FILM: If you still can’t get enough of them despite Toronto’s obsession with all things zombie, you should attend the first ever Zombie Short Film Festival. Open to entries from all over the world, the festival’s only criteria was that each film had to be twenty-five minutes or fewer and—you guessed it—zombie related. With such loose guidelines, you can only imagine the crop of ideas and talent that resulted. Submissions ran the gamut from musicals, cartoons, music videos, and stop-motion animation. (Who knew zombies could be so versatile?) The top-ten finalists screened tonight will be narrowed down to three by a panel of judges, then voted on (via applause) by the audience, determining who wins five hundred dollars and the coveted Zom D’or prize. The Revue Cinema (400 Roncesvalles Avenue), 9:30 p.m., $15.
FUNDRAISER: While there are endless Halloween parties taking place across the city tonight and over the weekend, Rock-for-a-Cure stands out for its purpose—raising money for Toronto’s own SickKids Hospital. Hosted by Josie Dye from The Edge 102.1, tonight’s concert features chart-topping, Juno Award–winning Canadian band Mobile, who’ll follow local indie openers Chasing Eve and Roguesix to the stage. As added incentive to supporting a good cause and having fun, guests will be entered into a raffle to win a trip from Breakaway Tours. The WreckRoom (794 Bathurst Street), 8 p.m., $40 advance, $50 at the door, costumes preferred.

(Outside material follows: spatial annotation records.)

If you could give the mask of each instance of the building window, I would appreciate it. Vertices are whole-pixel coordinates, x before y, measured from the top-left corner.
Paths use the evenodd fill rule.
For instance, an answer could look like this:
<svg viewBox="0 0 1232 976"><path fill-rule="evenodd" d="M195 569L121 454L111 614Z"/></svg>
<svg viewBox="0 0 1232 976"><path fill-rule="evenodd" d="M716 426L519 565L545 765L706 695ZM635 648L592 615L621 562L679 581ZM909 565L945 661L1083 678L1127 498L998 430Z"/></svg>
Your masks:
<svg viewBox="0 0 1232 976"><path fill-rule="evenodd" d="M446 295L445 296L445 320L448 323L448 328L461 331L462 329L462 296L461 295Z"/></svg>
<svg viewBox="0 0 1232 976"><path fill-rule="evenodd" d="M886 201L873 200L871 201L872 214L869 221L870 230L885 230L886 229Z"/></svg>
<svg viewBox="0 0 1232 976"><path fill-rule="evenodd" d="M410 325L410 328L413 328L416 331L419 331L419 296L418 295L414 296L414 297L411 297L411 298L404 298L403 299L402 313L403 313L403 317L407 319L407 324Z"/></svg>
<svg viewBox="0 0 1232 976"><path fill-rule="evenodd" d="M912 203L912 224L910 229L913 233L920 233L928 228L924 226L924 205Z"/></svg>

CYCLING: The folks at Critical Mass bring you another group bike ride this evening, encouraging cyclists to make some noise and draw attention to two-wheeled transportation during the thick of Toronto’s rush-hour traffic. As tonight’s ride is Halloween themed, be sure to wear a costume (and one that won’t get tangled in your chain!). Since it’s still quite dark this time of year, a well-lit bicycle is highly recommended. Meet at the corner of Bloor Street and Spadina Avenue, 6–9 p.m., FREE.